L'art français face à l'idole
L'iconographie française du veau d'or révèle cette même évolution. Nicolas Poussin réalise en 1633-1634 sa magistrale "Adoration du veau d'or", composition classique où Moïse brise les Tables de la Loi face à la foule idolâtre. Trois siècles plus tard, Théophile-Alexandre Steinlen détourne la référence biblique pour critiquer la Belle Époque, transformant le veau d'or en symbole de l'idolâtrie capitaliste.
Cette tradition satirique, de Charles Philipon à Charlie Hebdo, illustre la persistance de cette métaphore dans notre critique politique. L'expression devient un marqueur d'identité culturelle spécifiquement français, nourri par l'influence du catholicisme, l'héritage révolutionnaire et notre tradition intellectuelle critique.

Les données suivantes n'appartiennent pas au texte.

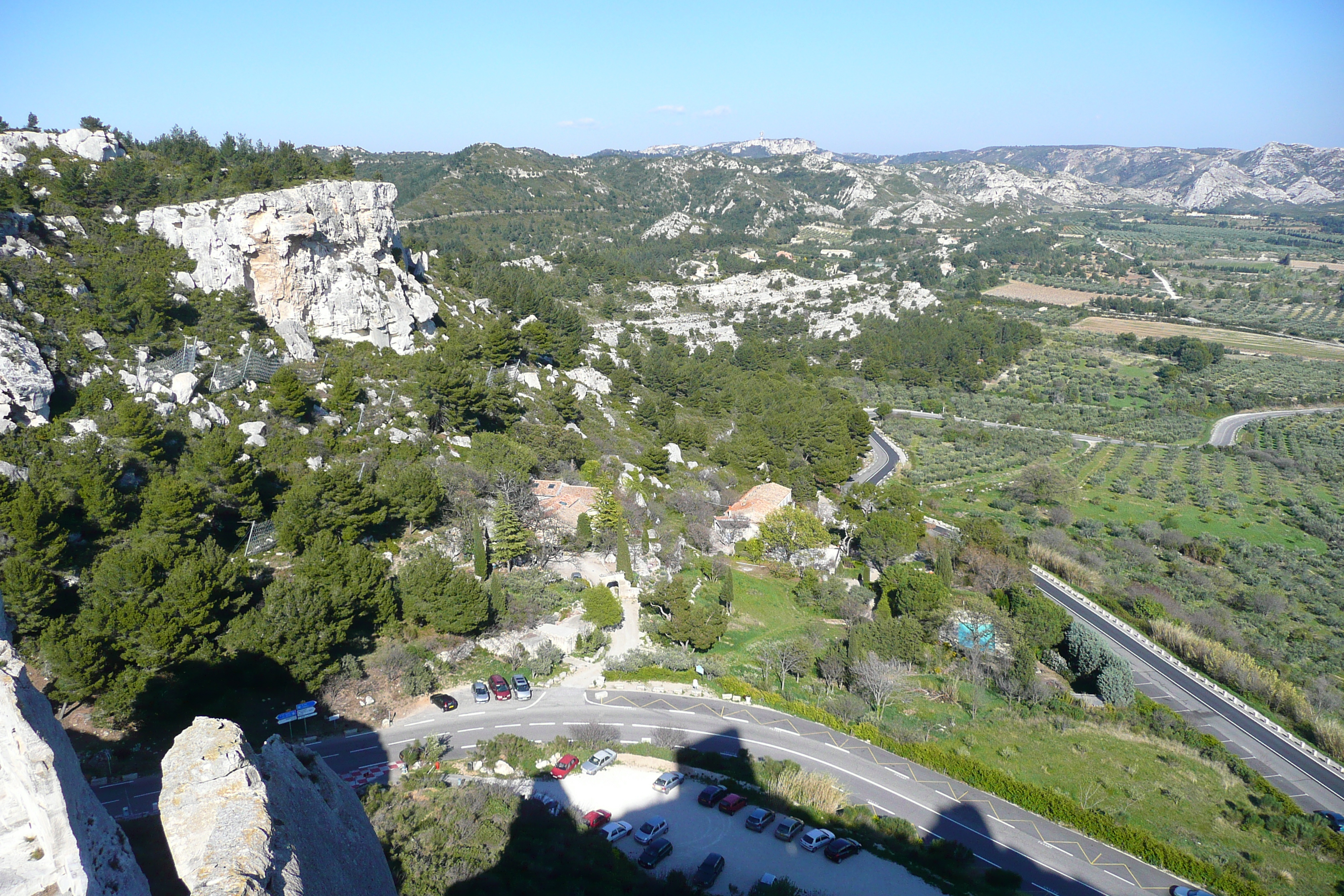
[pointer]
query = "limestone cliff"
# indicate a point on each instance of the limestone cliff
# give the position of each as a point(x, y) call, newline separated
point(281, 822)
point(56, 837)
point(321, 255)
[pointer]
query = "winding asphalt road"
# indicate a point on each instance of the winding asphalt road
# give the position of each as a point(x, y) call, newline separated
point(1226, 429)
point(1051, 859)
point(1313, 781)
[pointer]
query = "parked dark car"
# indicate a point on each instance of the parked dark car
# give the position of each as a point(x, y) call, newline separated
point(760, 820)
point(733, 804)
point(709, 871)
point(711, 796)
point(1332, 819)
point(655, 852)
point(568, 764)
point(840, 848)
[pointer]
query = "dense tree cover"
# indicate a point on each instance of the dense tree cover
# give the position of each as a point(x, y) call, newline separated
point(962, 349)
point(1191, 354)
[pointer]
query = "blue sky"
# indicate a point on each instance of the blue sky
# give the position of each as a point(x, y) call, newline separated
point(581, 77)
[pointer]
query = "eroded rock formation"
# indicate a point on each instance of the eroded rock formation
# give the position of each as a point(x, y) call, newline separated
point(56, 837)
point(281, 822)
point(326, 255)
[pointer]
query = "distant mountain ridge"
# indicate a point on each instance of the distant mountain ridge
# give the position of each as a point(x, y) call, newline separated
point(1194, 179)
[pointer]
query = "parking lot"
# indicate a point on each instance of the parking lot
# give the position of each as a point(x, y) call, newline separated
point(695, 832)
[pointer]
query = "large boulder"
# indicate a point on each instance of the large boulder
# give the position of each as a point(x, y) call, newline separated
point(323, 255)
point(26, 383)
point(56, 837)
point(281, 822)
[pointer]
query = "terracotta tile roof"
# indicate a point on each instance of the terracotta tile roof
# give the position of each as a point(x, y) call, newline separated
point(757, 504)
point(562, 501)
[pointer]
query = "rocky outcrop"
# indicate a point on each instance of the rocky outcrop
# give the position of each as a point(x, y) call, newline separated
point(25, 381)
point(56, 837)
point(280, 824)
point(94, 145)
point(324, 255)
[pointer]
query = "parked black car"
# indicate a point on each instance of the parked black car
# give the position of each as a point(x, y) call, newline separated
point(709, 871)
point(839, 850)
point(711, 796)
point(655, 852)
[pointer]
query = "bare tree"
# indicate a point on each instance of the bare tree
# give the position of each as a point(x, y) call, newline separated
point(666, 738)
point(879, 680)
point(595, 734)
point(792, 659)
point(832, 668)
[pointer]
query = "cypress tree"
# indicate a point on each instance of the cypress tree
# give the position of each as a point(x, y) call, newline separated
point(623, 555)
point(498, 602)
point(943, 566)
point(479, 551)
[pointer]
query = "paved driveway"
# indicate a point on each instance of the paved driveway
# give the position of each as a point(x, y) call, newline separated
point(695, 832)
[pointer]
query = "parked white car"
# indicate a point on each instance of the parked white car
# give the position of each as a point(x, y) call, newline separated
point(816, 839)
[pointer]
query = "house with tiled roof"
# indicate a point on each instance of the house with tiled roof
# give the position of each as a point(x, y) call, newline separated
point(564, 503)
point(745, 515)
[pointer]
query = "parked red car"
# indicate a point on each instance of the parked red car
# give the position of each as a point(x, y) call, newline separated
point(565, 766)
point(597, 819)
point(500, 688)
point(732, 804)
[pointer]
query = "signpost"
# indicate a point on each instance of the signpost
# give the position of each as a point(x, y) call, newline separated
point(303, 711)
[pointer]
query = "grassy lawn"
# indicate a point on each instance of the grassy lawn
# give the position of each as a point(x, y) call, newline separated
point(1158, 785)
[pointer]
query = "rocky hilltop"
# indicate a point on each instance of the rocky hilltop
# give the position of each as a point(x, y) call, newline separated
point(281, 822)
point(326, 256)
point(56, 837)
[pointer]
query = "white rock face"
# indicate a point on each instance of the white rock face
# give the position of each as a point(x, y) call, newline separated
point(592, 378)
point(183, 384)
point(56, 837)
point(319, 255)
point(94, 145)
point(281, 822)
point(25, 381)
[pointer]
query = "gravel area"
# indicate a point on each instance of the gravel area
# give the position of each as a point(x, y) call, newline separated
point(695, 832)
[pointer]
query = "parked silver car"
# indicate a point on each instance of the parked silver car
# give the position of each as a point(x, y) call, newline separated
point(598, 761)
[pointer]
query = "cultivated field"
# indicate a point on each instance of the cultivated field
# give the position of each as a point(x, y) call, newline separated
point(1233, 339)
point(1038, 293)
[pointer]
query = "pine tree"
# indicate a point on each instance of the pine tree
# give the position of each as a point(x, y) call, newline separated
point(510, 537)
point(288, 394)
point(344, 390)
point(611, 515)
point(479, 550)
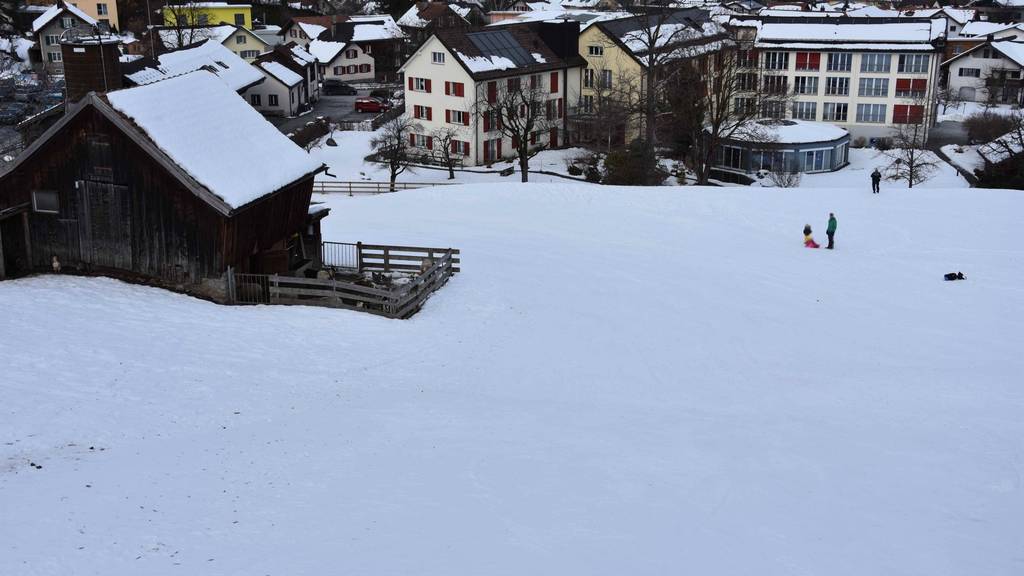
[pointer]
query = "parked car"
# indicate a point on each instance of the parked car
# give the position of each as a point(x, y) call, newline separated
point(337, 87)
point(12, 113)
point(371, 104)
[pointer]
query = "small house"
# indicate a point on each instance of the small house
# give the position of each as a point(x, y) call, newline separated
point(172, 183)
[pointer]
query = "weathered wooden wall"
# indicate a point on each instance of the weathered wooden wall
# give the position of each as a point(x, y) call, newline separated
point(122, 211)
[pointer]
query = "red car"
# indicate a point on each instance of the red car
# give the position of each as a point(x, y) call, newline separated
point(371, 104)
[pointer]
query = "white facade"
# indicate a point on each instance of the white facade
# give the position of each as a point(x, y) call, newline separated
point(865, 92)
point(968, 74)
point(273, 97)
point(433, 86)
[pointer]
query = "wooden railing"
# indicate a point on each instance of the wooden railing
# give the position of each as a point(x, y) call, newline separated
point(399, 301)
point(368, 188)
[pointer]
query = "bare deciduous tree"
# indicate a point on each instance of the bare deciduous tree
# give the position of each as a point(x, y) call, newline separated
point(443, 139)
point(521, 110)
point(908, 159)
point(391, 146)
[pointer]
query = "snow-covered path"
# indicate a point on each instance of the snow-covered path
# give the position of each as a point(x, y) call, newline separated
point(621, 381)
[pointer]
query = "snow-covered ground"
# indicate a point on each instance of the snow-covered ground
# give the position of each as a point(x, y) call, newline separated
point(964, 110)
point(864, 160)
point(621, 381)
point(966, 157)
point(346, 163)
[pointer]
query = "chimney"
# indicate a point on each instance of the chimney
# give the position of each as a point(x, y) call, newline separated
point(561, 36)
point(91, 63)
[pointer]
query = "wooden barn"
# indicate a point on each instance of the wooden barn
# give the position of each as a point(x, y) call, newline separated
point(169, 183)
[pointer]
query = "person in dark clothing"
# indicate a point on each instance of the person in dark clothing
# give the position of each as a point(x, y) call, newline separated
point(830, 231)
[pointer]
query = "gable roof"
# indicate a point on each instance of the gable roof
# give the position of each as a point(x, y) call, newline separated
point(281, 74)
point(55, 10)
point(169, 36)
point(680, 31)
point(499, 52)
point(210, 55)
point(225, 146)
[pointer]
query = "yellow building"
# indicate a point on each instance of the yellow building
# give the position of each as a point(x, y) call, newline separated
point(104, 11)
point(208, 13)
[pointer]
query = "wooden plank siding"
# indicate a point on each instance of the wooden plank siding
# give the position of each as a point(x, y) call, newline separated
point(124, 213)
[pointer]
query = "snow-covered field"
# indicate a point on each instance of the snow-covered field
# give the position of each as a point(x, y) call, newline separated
point(621, 381)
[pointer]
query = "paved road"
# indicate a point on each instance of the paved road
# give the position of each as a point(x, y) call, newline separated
point(336, 108)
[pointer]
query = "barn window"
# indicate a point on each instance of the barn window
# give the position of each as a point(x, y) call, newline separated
point(46, 201)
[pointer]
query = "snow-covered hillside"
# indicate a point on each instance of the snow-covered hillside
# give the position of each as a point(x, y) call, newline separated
point(621, 381)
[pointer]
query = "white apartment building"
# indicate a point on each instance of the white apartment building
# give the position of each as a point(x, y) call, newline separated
point(454, 73)
point(989, 72)
point(863, 75)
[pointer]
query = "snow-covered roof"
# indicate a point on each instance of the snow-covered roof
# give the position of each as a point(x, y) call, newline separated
point(985, 28)
point(211, 55)
point(312, 31)
point(868, 32)
point(188, 36)
point(585, 17)
point(374, 28)
point(301, 55)
point(326, 51)
point(281, 73)
point(790, 131)
point(54, 10)
point(214, 135)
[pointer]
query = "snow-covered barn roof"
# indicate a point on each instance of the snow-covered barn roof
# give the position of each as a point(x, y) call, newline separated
point(280, 73)
point(215, 136)
point(55, 10)
point(211, 55)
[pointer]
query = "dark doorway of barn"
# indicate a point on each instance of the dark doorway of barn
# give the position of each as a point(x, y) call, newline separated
point(13, 249)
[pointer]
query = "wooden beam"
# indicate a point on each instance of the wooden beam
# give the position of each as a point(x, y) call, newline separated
point(28, 239)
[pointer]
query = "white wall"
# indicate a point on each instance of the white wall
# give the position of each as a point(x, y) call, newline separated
point(421, 66)
point(342, 60)
point(965, 84)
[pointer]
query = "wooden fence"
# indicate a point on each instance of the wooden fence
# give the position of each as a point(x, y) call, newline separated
point(353, 188)
point(399, 301)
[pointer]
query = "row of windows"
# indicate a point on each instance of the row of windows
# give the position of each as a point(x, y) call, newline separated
point(837, 62)
point(835, 112)
point(838, 86)
point(352, 69)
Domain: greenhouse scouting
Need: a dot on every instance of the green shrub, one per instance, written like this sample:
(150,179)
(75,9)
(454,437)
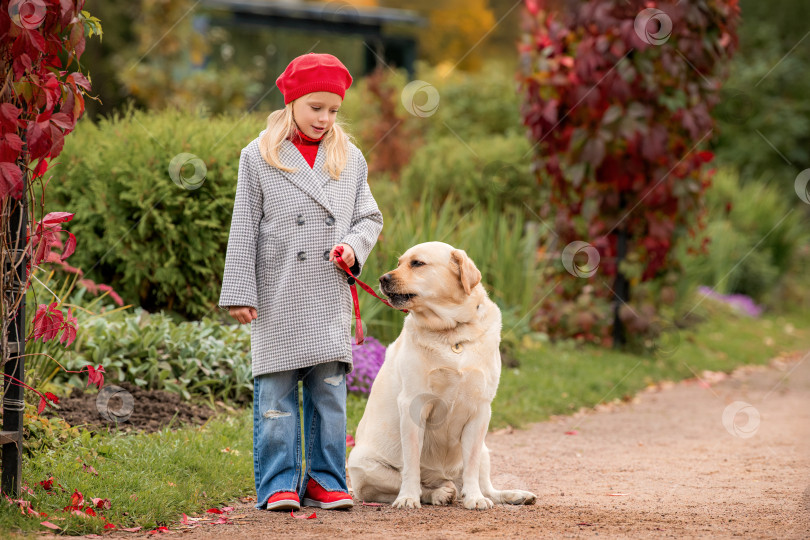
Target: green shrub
(755,235)
(480,170)
(205,358)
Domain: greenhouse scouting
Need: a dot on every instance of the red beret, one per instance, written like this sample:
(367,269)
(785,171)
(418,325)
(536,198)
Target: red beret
(314,73)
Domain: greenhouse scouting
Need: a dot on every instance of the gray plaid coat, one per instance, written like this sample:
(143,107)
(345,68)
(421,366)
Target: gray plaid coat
(277,261)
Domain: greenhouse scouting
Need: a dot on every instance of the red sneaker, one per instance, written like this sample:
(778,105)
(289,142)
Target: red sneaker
(319,497)
(284,500)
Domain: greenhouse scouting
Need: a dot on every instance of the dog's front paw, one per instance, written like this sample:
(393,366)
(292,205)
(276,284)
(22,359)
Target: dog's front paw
(405,501)
(477,503)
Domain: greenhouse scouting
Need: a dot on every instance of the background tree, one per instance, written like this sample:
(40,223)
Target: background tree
(617,99)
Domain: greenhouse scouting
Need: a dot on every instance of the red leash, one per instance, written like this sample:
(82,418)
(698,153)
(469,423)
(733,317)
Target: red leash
(358,326)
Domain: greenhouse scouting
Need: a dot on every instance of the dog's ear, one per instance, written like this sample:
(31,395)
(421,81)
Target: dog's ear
(468,274)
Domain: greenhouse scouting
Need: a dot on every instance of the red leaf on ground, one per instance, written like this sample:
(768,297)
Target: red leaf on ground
(311,516)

Le paradoxe français contemporain
Aujourd'hui, l'expression conserve une force rhétorique exceptionnelle. Serge Latouche l'utilise pour analyser comment l'économie devient une religion moderne. La presse française y recourt massivement pour critiquer la "dictature de l'argent" et les "filounanciers". Des plateformes comme AgoraVox aux analyses économiques spécialisées, la métaphore demeure notre instrument privilégié de dénonciation.
Cette persistance révèle un paradoxe fascinant : 76% des Français trouvent normal de vouloir gagner plus d'argent, mais 78% considèrent qu'il est mal perçu d'être riche. Cette ambivalence trouve dans la métaphore du veau d'or son expression parfaite, permettant de critiquer le matérialisme tout en préservant une distance morale confortable.
Réflexion sur notre rapport à l'argent
L'expression "adorer le veau d'or" nous révèle peut-être quelque chose d'essentiel sur l'âme française. Contrairement à d'autres cultures où la richesse peut être célébrée ouvertement, nous avons développé depuis neuf siècles un langage sophistiqué pour exprimer notre méfiance face aux excès matérialistes.
Cette métaphore millénaire conserve sa force évocatrice précisément parce qu'elle puise dans un récit fondateur qui interroge de manière intemporelle le rapport de l'homme à ses idoles. Qu'elles soient religieuses au XIIe siècle, sociales au XVIIe, industrielles au XIXe ou financières au XXIe, nos idoles changent mais notre besoin de les nommer et de les critiquer demeure.
Dans une époque où la financiarisation redessine nos sociétés, l'expression retrouve une actualité saisissante. Elle nous rappelle que derrière chaque critique de l'argent se cache une interrogation plus profonde sur nos valeurs collectives et notre capacité à résister aux fascinations qui nous éloignent de l'essentiel.
Cette expression traverse les siècles en se transformant, conservant sa pertinence critique dans une société en constante évolution. Elle témoigne de la vitalité de notre tradition culturelle dans l'analyse des enjeux contemporains.